Covid e crisi dei consumi, Catania maglia nera in Sicilia Insegne storiche scelgono di abbassare le saracinesche

L’arte di perdere indossando la maglia nera dell’ultimo classificato nelle competizioni ciclistiche a tappe. Facendo un paragone tra il mondo delle due ruote e l’andamento della pandemia sembra il destino del settore ristorazione in Italia. I numeri da marzo 2020 non lasciano spazio a interpretazioni tra lockdown e chiusure colorate che si alternano con cadenza settimanale. L’ultimo report, stilato dall’osservatorio permanente Confimprese-Ey, conferma l’andamento disastroso del settore con un trend negativo dei consumi del 46,8 per cento. Tra le province siciliane a dicembre la peggiore è stata Catania con una perdita secca del 50,7 per cento. Seguita da Palermo, 43,6 per cento, e Ragusa al 43 per cento. 

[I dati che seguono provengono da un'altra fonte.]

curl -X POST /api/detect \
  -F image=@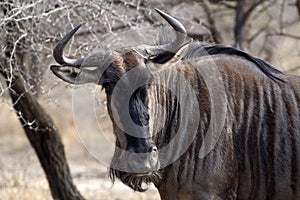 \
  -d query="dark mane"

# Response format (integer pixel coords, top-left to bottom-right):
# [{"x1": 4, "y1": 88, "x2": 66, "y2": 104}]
[{"x1": 185, "y1": 43, "x2": 283, "y2": 81}]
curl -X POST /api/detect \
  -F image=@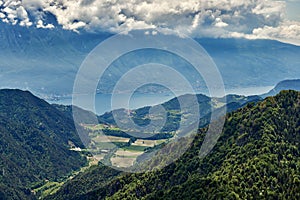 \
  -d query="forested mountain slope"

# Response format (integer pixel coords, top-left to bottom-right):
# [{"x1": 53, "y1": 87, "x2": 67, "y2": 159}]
[
  {"x1": 49, "y1": 91, "x2": 300, "y2": 199},
  {"x1": 0, "y1": 89, "x2": 86, "y2": 200}
]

In un contesto del genere, e con l’inizio della zona rossa su base regionale, alcune insegne storiche della città etnea hanno preferito abbassare le saracinesche. Niente asporto o consegne a domicilio ma una pausa di alcune settimane nella speranza che l’emergenza possa rientrare. «Abbiamo registrato un crollo del fatturato di circa il 50 per cento», spiega a MeridioNews Rosario Menza, componente del direttivo di Fipe Confcommercio. La sua attività, nata nel 1863 come panificio e poi trasformata in un bar-pasticceria e gastronomia, ha dato l’annuncio attraverso la pagina Facebook. «Considerato il nuovo Dpcm, abbiamo deciso di chiudere temporaneamente in attesa di un miglioramento della situazione generale».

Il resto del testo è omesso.